Liquid biopsy diagnostic developer CellMax Life and single-cell diagnostics company IncellDx announced the two companies will join efforts in developing and marketing circulating tumor cell (CTC) blood tests across multiple solid tumors and indications to provide personalized therapy selection and monitoring.
CellMax Life’s CTC blood test, based on its CMxTM platform, capturing CTCs with a proprietary microfluidic chip with biomimetic coating and custom antibodies, will be combined with IncellDx’s proprietary microfluidic reagents BioINK™ to analyze both protein and/or mRNA expression. BioINK enables highly sensitive and specific quantification of protein or mRNA expression at a single-cell resolution. The first product created under this collaboration is a proprietary blood test to quantify the expression of PD-L1 – a key protein involved in suppressing the immune system – used for immunotherapy selection and monitoring.
There are close to 3,500 active biomarker-driven cancer clinical trials currently recruiting patients, and many of these trials rely solely on tissue-based biomarkers. Unfortunately, tissue tests may be inadequate, putting clinical trials at risk. This is true of tissue testing for PD-L1 expression for immunotherapy selection.
According to Dr. David Gandara, oncologist and director of the Thoracic Oncology Program at University of California, Davis, “PD-L1 can be unevenly distributed in tissue, leading to a false negative, and denying patients the opportunity to receive immunotherapy. Up to 20 percent of PD-L1 negative patients in tissue tests have been known to respond to immunotherapy. Looking into the future, blood-based testing provides a means for repeat testing and timely monitoring, which would not be possible otherwise. A PD-L1 blood test can overcome these issues and would be an attractive alternative to tissue testing.”
Several published studies have demonstrated the utility of CTC PD-L1 tests for immunotherapy monitoring, including a study showing that patients without PD-L1+ CTCs after 6 months of treatment showed a clinical benefit from nivolumab – an immunotherapy used to treat cancer – while patients with PD-L1+ CTCs experienced disease progression.
Performance data of the PD-L1 test in non-small cell lung cancer (NSCLC) will be presented in Chicago at the American Academy of Cancer Research (AACR) Annual Meeting, taking place on April 14 through 18. The test was able to capture CTCs for PD-L1 testing in blood in about 90 percent of patients across all stages of cancer. About 50 percent of the patients tested for CTCs were PD-L1 positive. This is consistent with previously reported PD-L1 positivity rates in clinical studies (Abstract 3653/13).

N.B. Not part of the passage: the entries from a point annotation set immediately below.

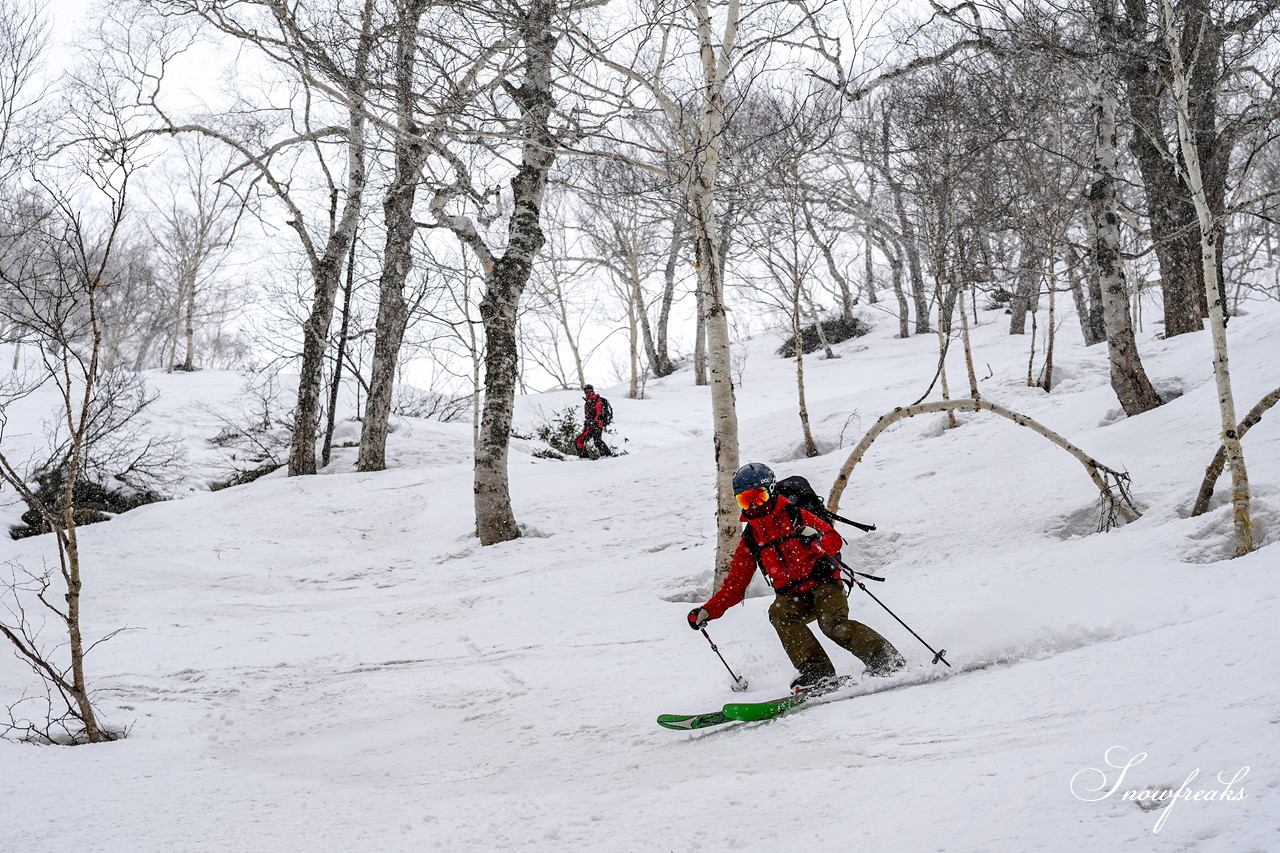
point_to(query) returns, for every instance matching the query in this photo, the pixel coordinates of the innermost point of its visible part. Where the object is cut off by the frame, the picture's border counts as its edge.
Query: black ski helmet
(754, 475)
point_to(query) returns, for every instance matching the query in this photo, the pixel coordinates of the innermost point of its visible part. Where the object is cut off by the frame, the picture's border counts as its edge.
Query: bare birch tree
(56, 278)
(1208, 236)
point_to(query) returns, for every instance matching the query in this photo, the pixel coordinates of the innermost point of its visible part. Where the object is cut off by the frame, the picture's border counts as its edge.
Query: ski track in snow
(333, 664)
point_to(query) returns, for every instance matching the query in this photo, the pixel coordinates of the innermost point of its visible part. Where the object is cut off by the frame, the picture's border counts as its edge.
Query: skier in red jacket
(795, 550)
(593, 424)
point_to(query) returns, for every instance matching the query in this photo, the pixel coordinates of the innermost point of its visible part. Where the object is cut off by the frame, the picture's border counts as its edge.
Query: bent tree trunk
(1110, 482)
(1215, 468)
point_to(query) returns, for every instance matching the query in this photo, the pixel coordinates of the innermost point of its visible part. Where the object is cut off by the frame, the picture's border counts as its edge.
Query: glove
(808, 536)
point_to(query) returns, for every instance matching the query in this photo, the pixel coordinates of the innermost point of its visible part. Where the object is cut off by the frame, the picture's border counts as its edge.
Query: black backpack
(800, 496)
(798, 491)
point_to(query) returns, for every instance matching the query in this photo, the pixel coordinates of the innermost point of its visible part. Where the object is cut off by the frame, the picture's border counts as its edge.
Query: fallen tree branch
(1111, 483)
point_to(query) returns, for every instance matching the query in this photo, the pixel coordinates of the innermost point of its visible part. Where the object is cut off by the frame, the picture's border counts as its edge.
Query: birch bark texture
(506, 276)
(1232, 447)
(1128, 375)
(410, 151)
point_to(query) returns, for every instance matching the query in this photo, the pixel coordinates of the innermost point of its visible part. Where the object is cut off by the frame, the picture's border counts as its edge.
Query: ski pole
(937, 655)
(739, 684)
(865, 528)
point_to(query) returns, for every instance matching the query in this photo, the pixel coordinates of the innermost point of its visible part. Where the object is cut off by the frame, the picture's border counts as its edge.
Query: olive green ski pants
(790, 615)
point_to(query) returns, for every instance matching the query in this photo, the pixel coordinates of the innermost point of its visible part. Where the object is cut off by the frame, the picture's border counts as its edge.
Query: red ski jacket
(785, 559)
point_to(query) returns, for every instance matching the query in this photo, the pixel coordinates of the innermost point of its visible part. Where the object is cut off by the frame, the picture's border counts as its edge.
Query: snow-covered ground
(334, 664)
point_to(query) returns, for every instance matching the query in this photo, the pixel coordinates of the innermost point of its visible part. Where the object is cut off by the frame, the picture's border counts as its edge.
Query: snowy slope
(333, 664)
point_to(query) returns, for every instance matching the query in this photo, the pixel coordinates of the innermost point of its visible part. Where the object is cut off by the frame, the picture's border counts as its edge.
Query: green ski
(753, 711)
(684, 723)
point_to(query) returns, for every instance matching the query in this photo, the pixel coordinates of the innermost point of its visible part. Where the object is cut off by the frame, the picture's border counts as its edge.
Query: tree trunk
(327, 273)
(336, 382)
(1109, 482)
(1031, 261)
(398, 247)
(1187, 137)
(810, 448)
(1128, 377)
(496, 521)
(1170, 210)
(910, 249)
(904, 323)
(663, 366)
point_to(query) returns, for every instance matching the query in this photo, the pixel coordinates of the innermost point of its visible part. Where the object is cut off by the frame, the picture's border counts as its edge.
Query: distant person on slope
(794, 550)
(597, 415)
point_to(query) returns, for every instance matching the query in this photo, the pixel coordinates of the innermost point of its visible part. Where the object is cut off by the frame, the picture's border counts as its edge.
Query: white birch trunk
(1232, 446)
(707, 228)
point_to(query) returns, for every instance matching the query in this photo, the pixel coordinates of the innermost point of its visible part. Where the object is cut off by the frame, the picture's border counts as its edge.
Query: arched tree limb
(1110, 482)
(1215, 468)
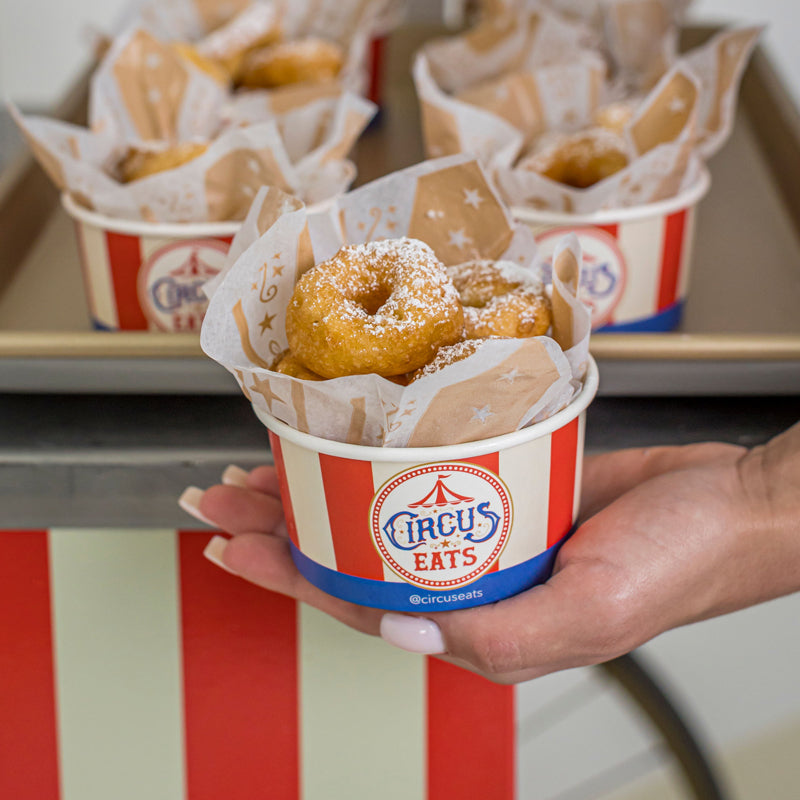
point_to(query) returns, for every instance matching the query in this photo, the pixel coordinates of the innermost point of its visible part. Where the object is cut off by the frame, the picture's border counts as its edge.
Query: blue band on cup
(665, 320)
(405, 597)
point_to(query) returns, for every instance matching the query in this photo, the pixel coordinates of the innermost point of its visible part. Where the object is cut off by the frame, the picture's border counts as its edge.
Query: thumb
(569, 621)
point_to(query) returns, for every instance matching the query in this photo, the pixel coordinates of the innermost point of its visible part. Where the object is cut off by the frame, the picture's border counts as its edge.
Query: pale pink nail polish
(213, 552)
(235, 476)
(189, 501)
(415, 634)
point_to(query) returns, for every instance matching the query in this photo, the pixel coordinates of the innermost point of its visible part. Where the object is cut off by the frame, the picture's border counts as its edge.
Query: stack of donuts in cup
(391, 308)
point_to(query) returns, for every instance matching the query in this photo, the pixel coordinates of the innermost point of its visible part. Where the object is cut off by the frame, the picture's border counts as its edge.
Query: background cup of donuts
(636, 260)
(147, 276)
(437, 528)
(610, 143)
(181, 136)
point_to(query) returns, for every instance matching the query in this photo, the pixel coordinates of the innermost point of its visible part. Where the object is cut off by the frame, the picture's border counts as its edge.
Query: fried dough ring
(580, 160)
(382, 307)
(500, 299)
(303, 60)
(138, 163)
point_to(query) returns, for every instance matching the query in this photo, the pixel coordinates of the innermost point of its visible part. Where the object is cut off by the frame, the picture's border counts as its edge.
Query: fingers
(244, 501)
(266, 561)
(572, 620)
(610, 475)
(237, 510)
(264, 479)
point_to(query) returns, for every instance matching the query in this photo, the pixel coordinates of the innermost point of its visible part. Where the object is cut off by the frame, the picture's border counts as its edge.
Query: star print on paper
(472, 197)
(456, 212)
(481, 414)
(459, 238)
(381, 224)
(266, 323)
(261, 386)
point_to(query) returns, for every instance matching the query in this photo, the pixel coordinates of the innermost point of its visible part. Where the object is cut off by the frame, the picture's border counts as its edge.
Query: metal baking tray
(740, 334)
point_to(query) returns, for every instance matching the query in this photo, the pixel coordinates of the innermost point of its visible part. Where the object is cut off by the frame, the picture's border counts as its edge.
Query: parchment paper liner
(450, 204)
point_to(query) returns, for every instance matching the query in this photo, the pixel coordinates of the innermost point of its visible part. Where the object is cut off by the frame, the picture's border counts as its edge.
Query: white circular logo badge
(170, 282)
(441, 526)
(604, 271)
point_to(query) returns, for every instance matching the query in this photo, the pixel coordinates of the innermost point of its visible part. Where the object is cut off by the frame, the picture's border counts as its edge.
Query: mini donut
(449, 354)
(383, 307)
(139, 163)
(581, 159)
(228, 45)
(500, 299)
(288, 364)
(304, 60)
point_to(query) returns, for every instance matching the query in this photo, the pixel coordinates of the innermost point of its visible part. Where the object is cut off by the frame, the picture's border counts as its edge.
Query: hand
(668, 536)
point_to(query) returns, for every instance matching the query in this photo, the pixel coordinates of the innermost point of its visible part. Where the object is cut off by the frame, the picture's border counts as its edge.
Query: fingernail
(415, 634)
(213, 552)
(235, 476)
(189, 501)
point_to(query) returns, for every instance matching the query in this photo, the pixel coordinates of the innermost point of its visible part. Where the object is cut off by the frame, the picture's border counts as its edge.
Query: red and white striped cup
(432, 528)
(145, 275)
(636, 260)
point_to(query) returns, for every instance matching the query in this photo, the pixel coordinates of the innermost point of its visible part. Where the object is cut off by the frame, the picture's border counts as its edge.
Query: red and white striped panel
(542, 477)
(657, 253)
(130, 667)
(647, 263)
(111, 262)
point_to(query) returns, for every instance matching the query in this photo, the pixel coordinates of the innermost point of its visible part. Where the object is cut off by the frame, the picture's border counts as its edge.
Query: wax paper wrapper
(682, 121)
(449, 204)
(638, 38)
(145, 92)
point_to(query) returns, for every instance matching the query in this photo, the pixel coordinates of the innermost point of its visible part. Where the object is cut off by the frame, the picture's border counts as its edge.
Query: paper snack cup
(636, 260)
(432, 528)
(147, 275)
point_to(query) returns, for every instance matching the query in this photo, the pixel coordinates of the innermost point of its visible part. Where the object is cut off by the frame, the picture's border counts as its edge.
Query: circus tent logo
(171, 281)
(441, 526)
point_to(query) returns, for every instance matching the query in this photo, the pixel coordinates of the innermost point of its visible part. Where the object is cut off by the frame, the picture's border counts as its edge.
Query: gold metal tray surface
(740, 332)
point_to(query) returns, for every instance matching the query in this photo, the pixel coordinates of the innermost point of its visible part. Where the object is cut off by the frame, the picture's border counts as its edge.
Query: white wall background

Dr. Bruce Patterson, CEO and founder of IncellDx said, “Cancer is driven at different levels: DNA, RNA and protein. With CTC-based liquid biopsies, we can analyze all of these analytes simultaneously in intact cells, combining antibodies, quantitative RNA in situ hybridization and DNA cell cycle. This is not possible with most current liquid biopsies that analyze only DNA from lysed cells. CellMax Life’s CTC blood test has unprecedented sensitivity in isolating rare CTCs, which can be readily analyzed by the BioINK platform at the single-cell level. Our joint efforts will lead to reliable diagnostic solutions throughout the patient treatment continuum.”
The tests will be processed at CellMax Life’s CLIA-CAP accredited lab in Sunnyvale, California and will be jointly marketed in the United States by the company’s sales force.
“We are excited to partner with IncellDx, whose highly accurate reagent platform will bring tremendous added value to our tests,” said Atul Sharan, CEO of CellMax Life. “Together with IncellDx, we will be a valuable partner for pharmaceutical clinical trials looking for multi-analyte blood tests for therapy selection and monitoring. The PD-L1 test is just the beginning of what this joint venture will accomplish.”